Sensible et profond - 22/01/2019

La solitude des éphémères… titre poétique, énigmatique, tragique… qui donne avec brio le « la » ! Il suffit en effet de lire les premières lignes de cet ouvrage pour être séduit par la beauté du style, happé par la destinée des protagonistes, touché par la sensibilité de l’auteur et passionné par les thèmes abordés. Plus qu’un roman, ce livre atypique présente une somme de pensées mûries sur l’homme, le monde dans lequel il vit, l’évolution de la société, le sens de l’existence qui invite le lecteur à une introspection et une réflexion enrichissantes. Une œuvre à lire… et à relire pour en savourer la qualité littéraire de chaque page, pour poursuivre, approfondir la méditation impulsée.

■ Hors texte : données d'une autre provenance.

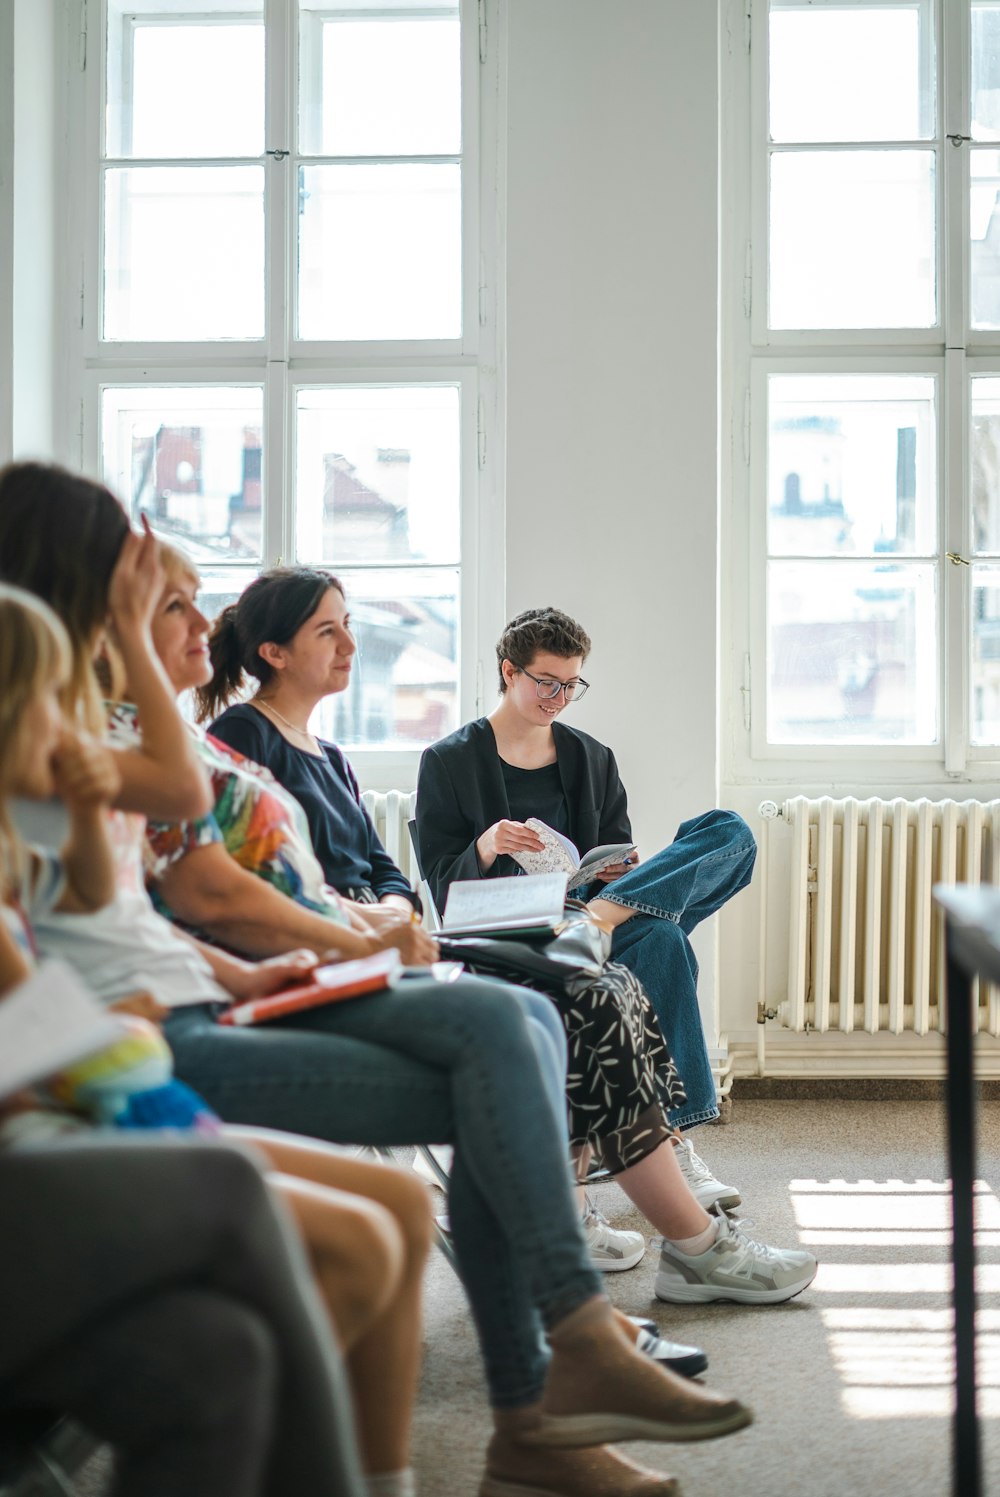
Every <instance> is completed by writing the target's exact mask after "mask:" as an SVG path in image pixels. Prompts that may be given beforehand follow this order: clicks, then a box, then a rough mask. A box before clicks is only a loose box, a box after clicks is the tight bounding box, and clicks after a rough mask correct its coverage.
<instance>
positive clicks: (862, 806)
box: [760, 796, 1000, 1036]
mask: <svg viewBox="0 0 1000 1497" xmlns="http://www.w3.org/2000/svg"><path fill="white" fill-rule="evenodd" d="M760 814H762V816H763V819H765V823H763V825H765V834H763V838H762V841H763V847H762V852H763V853H765V856H763V858H762V865H763V867H762V871H763V880H765V882H763V897H765V900H766V886H768V880H769V874H771V862H772V858H774V855H775V852H777V847H775V846H774V843H775V841H777V828H775V832H771V828H774V826H775V817H780V819H781V820H783V822H784V823H786V825H787V828H789V832H790V847H789V849H787V852H789V859H790V862H789V876H790V901H789V946H787V997H786V1001H783V1003H780V1006H778V1009H777V1012H775V1015H774V1016H775V1018H778V1019H780V1021H781V1024H784V1025H786V1027H787V1028H789V1030H798V1031H804V1030H813V1028H814V1030H819V1031H826V1030H838V1031H841V1033H849V1031H852V1030H865V1031H867V1033H870V1034H876V1033H879V1031H888V1033H891V1034H901V1033H904V1031H907V1030H909V1031H913V1033H916V1034H927V1033H928V1031H931V1030H939V1028H943V1027H945V1022H943V1021H945V1007H943V1004H940V1003H939V996H943V993H945V936H943V921H942V918H940V915H939V912H937V910H936V909H934V906H933V903H931V888H933V886H934V885H936V883H1000V801H987V802H984V801H924V799H921V801H903V799H897V801H879V799H871V801H856V799H843V801H835V799H831V798H828V796H825V798H822V799H816V801H813V799H807V798H805V796H795V798H793V799H790V801H786V802H784V805H781V807H777V805H775V804H774V802H772V801H765V802H763V804H762V807H760ZM784 840H786V841H787V840H789V838H787V837H786V838H784ZM762 928H763V930H766V909H765V910H762ZM976 1001H978V1010H976V1012H978V1028H979V1030H985V1031H988V1033H990V1034H994V1036H1000V991H999V990H997V988H994V987H991V985H990V987H988V985H985V984H984V985H982V990H981V991H979V993H978V1000H976ZM766 1016H771V1013H769V1012H768V1015H766Z"/></svg>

Magnifique roman - 12/01/2019

Un roman dense, à la fois sombre et lumineux. L’écriture est puissante, intemporelle, la langue est riche, ciselée de métaphores à la justesse saisissante. Denis Versmée scrute et dissèque les émotions humaines avec une minutie d’entomologiste. Il dépeint les ambiances et les lieux avec un sens du détail stupéfiant, qui confère aux articulations de l’intrigue une précision virtuose.

Quel souffle ! - 18/12/2018

Une vision monumentale et bouleversante de la condition humaine, servie par des personnages d'une sensibilité si juste. La profondeur est dans les lieux, les images, les pensées. L'écriture, elle, ressuscite la puissance d'un romantisme touchant parfois au sublime.

Impressionant - 13/12/2018

Difficile de croire qu'il s'agit ici d'un premier roman. Denis Versmée écrit avec une maîtrise de la langue française hors du commun. La richesse lexique est remarquable. L'auteur dresse un tableau on ne peut plus réaliste, qui soulève des vagues d'émotions chez le lecteur. Une vision sombre, certes, mais convaincante, de la solitude de l'être humain en quête de plénitude.